Just before the meeting, Gorbachev pulled a rabbit out of the hat. He approached his archrival, Viktor Grishin, and said formally: "Viktor Vasilyevich, would you like to chair this meeting?"

Dimka, standing close enough to hear, was astounded. What the hell was Gorbachev doing--conceding defeat?

But Natalya, right next to Dimka, was smiling triumphantly. "Brilliant!" she said with quiet elation. "If Grishin is proposed as chair the others will vote him down anyway. It's a false offer, an empty gift box."

Grishin thought for a moment and obviously came to the same conclusion. "No, comrade," he said. "You should chair this meeting."

And then Dimka realized, with growing jubilation, that Gorbachev had closed a trap. Now that Grishin had refused, it would be difficult for him to change his mind and demand the chairmanship tomorrow, when his supporters arrived. Any proposal to make Grishin chair would meet the argument that he had already turned down the position. And if he resisted that argument he would look like a ditherer anyway.

So, Dimka concluded, smiling broadly, Gorbachev would become the new leader of the Soviet Union.

And that was exactly what happened.

*

Tanya came home eager to tell Vasili her plan.

They had been more or less living together, unofficially, for two years. They were not married: once they became a legal couple they would never be allowed to leave the USSR together. And they were determined to get out of the Soviet bloc. Both felt trapped. Tanya continued to write reports for TASS that followed the party line slavishly. Vasili was now lead writer on a television show in which square-jawed KGB heroes outwitted stupid sadistic American spies. And both of them longed to tell the world that Vasili was the acclaimed novelist Ivan Kuznetsov, whose latest book, The Geriatric Ward--a savage satire on Brezhnev, Andropov, and Chernenko--was currently a bestseller in the West. Sometimes Vasili said all that mattered was that he had written the truth about the Soviet Union in stories that were read all over the world. But Tanya knew he wanted to take credit for his work, proudly, instead of fearfully concealing what he had done like a secret perversion.

But even though Tanya was bursting with enthusiasm, she took the trouble to turn on the radio in the kitchen before speaking. She did not really think their apartment was bugged, but it was an old habit, and there was no need to take chances.

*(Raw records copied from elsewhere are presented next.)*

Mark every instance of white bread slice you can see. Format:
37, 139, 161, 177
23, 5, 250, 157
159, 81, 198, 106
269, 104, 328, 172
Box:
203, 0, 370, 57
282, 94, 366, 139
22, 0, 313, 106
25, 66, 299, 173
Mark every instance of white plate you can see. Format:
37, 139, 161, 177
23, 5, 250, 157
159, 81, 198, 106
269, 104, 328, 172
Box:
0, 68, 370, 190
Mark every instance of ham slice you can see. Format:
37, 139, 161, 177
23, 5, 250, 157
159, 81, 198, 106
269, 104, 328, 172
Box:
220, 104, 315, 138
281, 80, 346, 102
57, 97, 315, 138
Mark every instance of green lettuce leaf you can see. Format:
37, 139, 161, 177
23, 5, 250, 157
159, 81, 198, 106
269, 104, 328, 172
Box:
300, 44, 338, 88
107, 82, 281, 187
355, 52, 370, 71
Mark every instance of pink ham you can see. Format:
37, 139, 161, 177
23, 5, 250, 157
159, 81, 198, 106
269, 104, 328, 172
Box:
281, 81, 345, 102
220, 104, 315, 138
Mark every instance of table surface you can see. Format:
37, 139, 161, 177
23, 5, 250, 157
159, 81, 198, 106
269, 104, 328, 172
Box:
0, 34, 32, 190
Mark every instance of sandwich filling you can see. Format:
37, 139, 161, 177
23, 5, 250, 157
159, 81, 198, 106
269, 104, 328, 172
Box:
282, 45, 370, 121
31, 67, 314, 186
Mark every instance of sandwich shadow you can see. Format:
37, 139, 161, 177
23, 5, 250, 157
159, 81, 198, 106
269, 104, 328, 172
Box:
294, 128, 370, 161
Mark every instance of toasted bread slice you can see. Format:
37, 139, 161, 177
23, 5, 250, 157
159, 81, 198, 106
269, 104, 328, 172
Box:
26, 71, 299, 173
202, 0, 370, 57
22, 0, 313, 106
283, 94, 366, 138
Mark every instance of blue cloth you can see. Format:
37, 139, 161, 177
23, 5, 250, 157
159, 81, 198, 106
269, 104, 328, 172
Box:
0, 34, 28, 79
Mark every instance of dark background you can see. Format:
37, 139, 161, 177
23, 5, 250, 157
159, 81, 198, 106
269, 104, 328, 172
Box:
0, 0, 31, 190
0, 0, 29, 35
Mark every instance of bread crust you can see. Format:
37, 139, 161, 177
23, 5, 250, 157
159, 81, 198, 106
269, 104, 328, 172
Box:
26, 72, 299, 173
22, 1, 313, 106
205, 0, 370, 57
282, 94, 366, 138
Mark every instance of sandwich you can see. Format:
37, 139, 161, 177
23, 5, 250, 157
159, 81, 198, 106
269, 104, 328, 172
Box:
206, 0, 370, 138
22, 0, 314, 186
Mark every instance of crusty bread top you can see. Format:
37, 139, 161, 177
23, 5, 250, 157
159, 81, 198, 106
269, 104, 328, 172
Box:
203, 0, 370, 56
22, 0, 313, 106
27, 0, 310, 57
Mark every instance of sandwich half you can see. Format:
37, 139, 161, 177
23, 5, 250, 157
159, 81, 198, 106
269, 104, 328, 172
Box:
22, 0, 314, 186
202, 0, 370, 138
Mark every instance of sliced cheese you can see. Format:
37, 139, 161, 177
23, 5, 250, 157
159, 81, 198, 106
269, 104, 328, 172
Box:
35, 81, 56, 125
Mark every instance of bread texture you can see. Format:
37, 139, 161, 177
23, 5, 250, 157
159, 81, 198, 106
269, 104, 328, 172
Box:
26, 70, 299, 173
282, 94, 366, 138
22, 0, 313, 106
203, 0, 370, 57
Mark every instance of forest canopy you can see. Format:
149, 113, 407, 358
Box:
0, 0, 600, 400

A radio commentator was describing a visit by Gorbachev and his wife to a jeans factory in Leningrad. Tanya noted the significance. Previous Soviet leaders had visited steel mills and shipyards. Gorbachev celebrated consumer goods. Soviet manufactures ought to be as good as those of the West, he always said--something that had not even been a pipe dream for his predecessors.

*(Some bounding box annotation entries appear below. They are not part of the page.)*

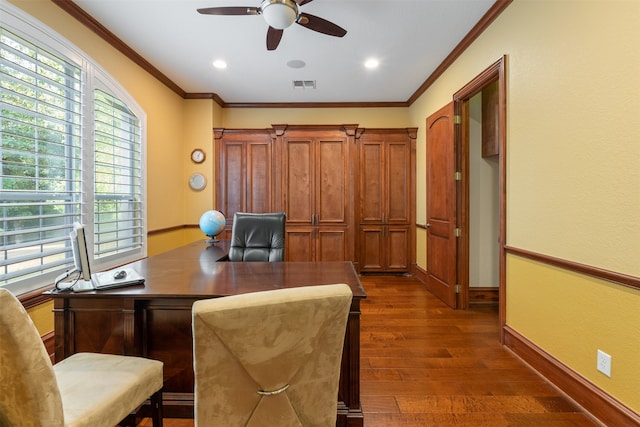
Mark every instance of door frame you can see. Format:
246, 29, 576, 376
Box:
453, 55, 507, 343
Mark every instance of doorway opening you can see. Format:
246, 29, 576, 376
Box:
453, 56, 506, 341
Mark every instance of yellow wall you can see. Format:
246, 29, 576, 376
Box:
507, 255, 640, 411
11, 0, 188, 234
11, 0, 640, 411
223, 108, 411, 129
410, 0, 640, 411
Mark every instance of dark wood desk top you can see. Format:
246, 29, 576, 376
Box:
51, 241, 366, 299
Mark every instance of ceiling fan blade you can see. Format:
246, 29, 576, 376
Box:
267, 27, 284, 50
198, 6, 259, 15
296, 12, 347, 37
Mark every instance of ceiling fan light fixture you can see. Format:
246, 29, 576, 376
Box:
260, 0, 298, 30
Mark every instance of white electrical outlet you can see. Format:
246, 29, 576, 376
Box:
598, 350, 611, 378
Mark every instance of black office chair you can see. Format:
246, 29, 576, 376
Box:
229, 212, 286, 262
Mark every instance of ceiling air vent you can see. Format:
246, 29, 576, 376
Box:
293, 80, 316, 89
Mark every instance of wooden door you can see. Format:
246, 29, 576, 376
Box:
385, 142, 412, 224
426, 102, 457, 308
385, 225, 410, 272
358, 142, 386, 224
283, 137, 316, 227
313, 135, 349, 226
215, 129, 274, 225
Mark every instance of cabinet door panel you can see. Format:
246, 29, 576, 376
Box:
360, 141, 385, 223
315, 139, 348, 224
284, 225, 315, 261
246, 142, 273, 213
386, 226, 409, 271
284, 140, 315, 224
387, 142, 411, 224
217, 142, 246, 219
360, 226, 384, 271
314, 227, 348, 261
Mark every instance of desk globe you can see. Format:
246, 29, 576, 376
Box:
200, 210, 227, 243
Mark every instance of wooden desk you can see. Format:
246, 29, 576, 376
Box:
52, 242, 366, 426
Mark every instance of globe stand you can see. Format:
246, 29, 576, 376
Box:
205, 234, 220, 245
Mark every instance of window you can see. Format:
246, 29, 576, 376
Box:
0, 4, 146, 294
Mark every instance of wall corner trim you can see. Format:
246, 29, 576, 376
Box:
504, 326, 640, 426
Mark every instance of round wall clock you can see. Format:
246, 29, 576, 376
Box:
191, 148, 206, 163
189, 173, 207, 191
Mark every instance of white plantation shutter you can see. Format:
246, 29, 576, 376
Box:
0, 28, 82, 294
94, 89, 144, 258
0, 3, 147, 294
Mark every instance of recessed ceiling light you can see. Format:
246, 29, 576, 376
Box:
364, 58, 380, 70
213, 59, 227, 70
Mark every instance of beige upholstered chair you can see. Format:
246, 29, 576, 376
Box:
0, 288, 162, 427
193, 284, 352, 427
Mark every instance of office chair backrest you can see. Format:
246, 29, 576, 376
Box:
229, 212, 286, 262
0, 288, 64, 427
193, 284, 352, 427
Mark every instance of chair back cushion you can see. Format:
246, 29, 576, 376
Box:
0, 288, 64, 427
193, 284, 352, 427
229, 212, 285, 262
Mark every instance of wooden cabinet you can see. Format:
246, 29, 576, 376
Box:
214, 129, 275, 238
359, 225, 411, 273
215, 125, 417, 272
276, 126, 355, 261
357, 128, 417, 272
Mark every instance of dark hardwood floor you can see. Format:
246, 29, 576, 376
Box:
139, 276, 599, 427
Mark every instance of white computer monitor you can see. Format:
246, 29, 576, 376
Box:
69, 222, 91, 282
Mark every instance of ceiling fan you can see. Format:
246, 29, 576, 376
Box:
198, 0, 347, 50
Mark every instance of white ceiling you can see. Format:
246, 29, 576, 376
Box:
74, 0, 495, 103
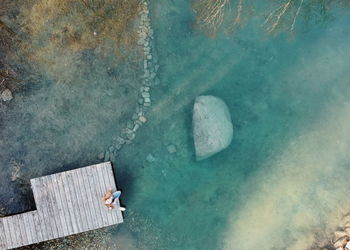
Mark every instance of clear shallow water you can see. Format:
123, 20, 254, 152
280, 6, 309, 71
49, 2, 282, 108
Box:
1, 0, 350, 249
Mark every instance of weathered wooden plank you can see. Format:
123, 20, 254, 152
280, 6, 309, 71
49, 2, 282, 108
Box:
55, 173, 74, 235
48, 175, 69, 236
86, 167, 104, 227
23, 212, 37, 244
10, 215, 22, 247
7, 216, 18, 248
43, 175, 63, 238
21, 213, 33, 245
0, 163, 123, 249
99, 164, 119, 225
78, 168, 100, 228
72, 169, 89, 232
0, 218, 7, 249
105, 163, 123, 223
92, 164, 110, 227
37, 177, 58, 240
94, 165, 112, 226
32, 211, 45, 242
62, 171, 79, 233
16, 214, 29, 246
1, 217, 12, 248
67, 170, 84, 232
31, 178, 52, 240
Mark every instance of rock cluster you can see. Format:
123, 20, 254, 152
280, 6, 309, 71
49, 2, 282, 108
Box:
332, 215, 350, 250
99, 0, 160, 161
192, 96, 233, 160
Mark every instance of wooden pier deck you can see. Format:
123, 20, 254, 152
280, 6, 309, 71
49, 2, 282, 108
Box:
0, 162, 123, 249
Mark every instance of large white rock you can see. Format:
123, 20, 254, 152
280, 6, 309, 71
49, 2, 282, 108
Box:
192, 96, 233, 160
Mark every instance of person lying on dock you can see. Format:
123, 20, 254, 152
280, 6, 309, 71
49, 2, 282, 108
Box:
102, 188, 125, 211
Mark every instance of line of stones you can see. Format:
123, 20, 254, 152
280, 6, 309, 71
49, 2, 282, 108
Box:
98, 0, 160, 161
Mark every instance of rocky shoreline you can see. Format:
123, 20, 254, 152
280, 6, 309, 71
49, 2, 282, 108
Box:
98, 0, 160, 161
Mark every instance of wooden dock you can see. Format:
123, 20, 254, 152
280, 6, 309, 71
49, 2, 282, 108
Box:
0, 162, 123, 249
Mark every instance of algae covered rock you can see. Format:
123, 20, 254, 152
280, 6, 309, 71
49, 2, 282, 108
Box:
0, 89, 13, 102
192, 96, 233, 160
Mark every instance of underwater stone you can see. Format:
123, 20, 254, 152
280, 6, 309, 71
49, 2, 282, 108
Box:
139, 115, 147, 123
154, 77, 160, 85
166, 144, 176, 154
103, 151, 109, 161
131, 113, 138, 121
146, 154, 156, 162
116, 136, 125, 145
126, 131, 135, 141
141, 92, 151, 98
154, 64, 159, 72
132, 123, 140, 132
97, 152, 105, 160
126, 120, 134, 129
192, 96, 233, 160
0, 89, 13, 102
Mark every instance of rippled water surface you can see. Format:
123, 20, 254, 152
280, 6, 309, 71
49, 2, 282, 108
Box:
0, 0, 350, 250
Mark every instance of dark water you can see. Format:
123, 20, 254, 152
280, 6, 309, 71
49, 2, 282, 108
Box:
0, 0, 350, 249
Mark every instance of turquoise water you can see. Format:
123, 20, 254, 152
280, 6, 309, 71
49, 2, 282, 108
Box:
0, 0, 350, 250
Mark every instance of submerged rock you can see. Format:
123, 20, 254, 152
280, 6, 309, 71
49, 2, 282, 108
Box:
166, 144, 177, 154
0, 89, 13, 102
192, 96, 233, 160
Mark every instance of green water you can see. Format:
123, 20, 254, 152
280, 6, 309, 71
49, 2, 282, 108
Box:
0, 0, 350, 250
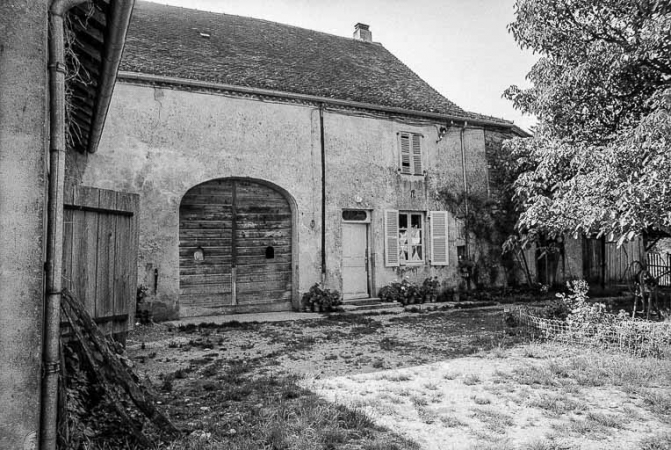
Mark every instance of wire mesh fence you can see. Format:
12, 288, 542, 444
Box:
506, 306, 671, 359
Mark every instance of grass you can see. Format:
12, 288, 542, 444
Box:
471, 408, 515, 434
463, 374, 480, 386
527, 393, 587, 416
89, 310, 671, 450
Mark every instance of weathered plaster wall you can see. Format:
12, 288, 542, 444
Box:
0, 0, 48, 450
324, 112, 486, 295
75, 83, 504, 317
69, 83, 321, 318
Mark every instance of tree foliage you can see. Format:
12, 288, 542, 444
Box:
504, 0, 671, 246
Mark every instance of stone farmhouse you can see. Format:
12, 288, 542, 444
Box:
66, 1, 525, 319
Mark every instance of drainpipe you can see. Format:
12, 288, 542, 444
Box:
459, 122, 470, 258
319, 103, 326, 284
40, 0, 86, 450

And he took his wife with him. Unlike earlier leaders' wives, Raisa was not just an appendage. She was attractive and well-dressed, like an American first lady. She was intelligent, too: she had worked as a university lecturer until her husband became first secretary.

All this was hopeful but little more than symbolic, Tanya thought. Whether it came to anything would depend on the West. If the Germans and the Americans recognized liberalization in the USSR and worked to encourage change, Gorbachev might achieve something. But if the hawks in Bonn and Washington saw this as weakness, and made threatening or aggressive moves, the Soviet ruling elite would retreat back into its shell of orthodox Communism and military overkill. Then Gorbachev would join Kosygin and Khrushchev in the graveyard of failed Kremlin reformers.

"There's a conference of scriptwriters in Naples," Tanya said to Vasili, as the radio burbled in the background.

"Ah!" Vasili saw the significance immediately. The city of Naples had an elected Communist government.

They sat together on the couch. Tanya said: "They want to invite writers from the Soviet bloc, to prove that Hollywood is not the only place where television shows are made."

"Of course."

"You're the most successful writer of television drama in the USSR. You ought to go."

"The writers' union will decide who will be the lucky ones."

"With advice from the KGB, obviously."

"Do you think I have a chance?"

"Make an application, and I'll ask Dimka to put in a good word."

"Will you be able to come?"

"I'll ask Daniil to assign me to cover the conference for TASS."

"And then we'll both be in the free world."

"Yes."

"And then what?"

"I haven't worked out all the details, but that should be the easy part. From our hotel room we can phone Anna Murray in London. As soon as she finds out we're in Italy she'll catch the next plane. We'll give our KGB minders the slip and go with her to Rome. She will tell the world that Ivan Kuznetsov is really Vasili Yenkov, and he and his girlfriend are applying for political asylum in Great Britain."

Vasili was quiet. "Could it really happen, do you think?" he said, sounding almost like a child talking about a fairy tale.